Well, I did already switch the phase and then it truly did have the spacy out of phase sound, so I thought this was not the issue.  However, I am going to go back and check this again with tweeter, midrange and lower midrange again.  BUT, I think it is more exactly what you say that the midrange horn is round and the lower midrange horn is rectangular.  They sound different and it is more easy for me to hear the presence of the rectangular horn.


 Romy the Cat wrote:

Well, I do not know your system and I do not know what in your case means “EdgarHorns”.

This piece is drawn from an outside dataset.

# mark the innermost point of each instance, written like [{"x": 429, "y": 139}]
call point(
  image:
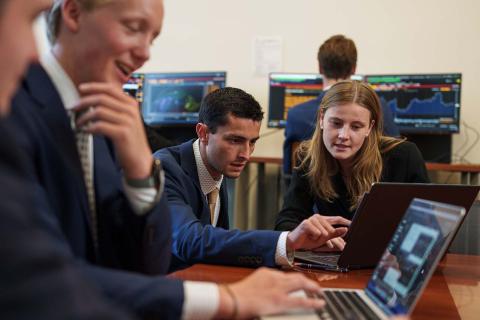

These are the EdgarHorn Titans with the folded bass horn.

 Romy the Cat wrote:

Then I would acoustically time-alighted all channels. After this I would disconnect a LF section and tweeters. Then I position the speakers at the distance of your choose, pointing them toward to your shoulders. Then I would move the speakers apart form each other, keeping them aiming to your shoulders, unit the mile image being to step back. After this I would push the EdgarHorns 2-3” back closer to each other and begin very slightly tow-in and out them until the imaging between then would not get a curve that you find “correct” for your room. Hereafter, play with minute towing-in and out of EdgarHorns and tune the space between the speakers more priestly. After you find a correct approximate positioning of your MF section begin to play with the output volume of your upper bass channel. The EQ that Bruce did in his default crossover is too generic to be correct for any room and you should tine your upper bass horn +/- 1dB -3dB to make sure that it would turn your room on. (An RTA would really help). Then add the LF channels at approximately minus 3dB of thier normal volume. Listen like this for a week, get use to and do not introduce the full LF bloom. Then slightly increase the LF, until it becomes flat at your RTA. An a few weeks you might begin o ass tweeters, very slowly and very concretively


Yes, I have done a sloppy job of this, just hooking up the speakers and moving them until I found the best position for them which is a kind of DPOLS; if I move the speakers even a fraction of an inch in any direction there is a big drop off in sound quality and it becomes really intolerable to listen to it and I have the big urge to jump up and move it quickly back that 1/4 of an inch, BUT I did this just setting up the speakers and moving them as a unit and NOT moving the lower midrange and tweeter sections individually so this maybe is the problem.

I will take this advice and go back and check the individual speaker sections to make sure they are aligned and in an optimal position individually.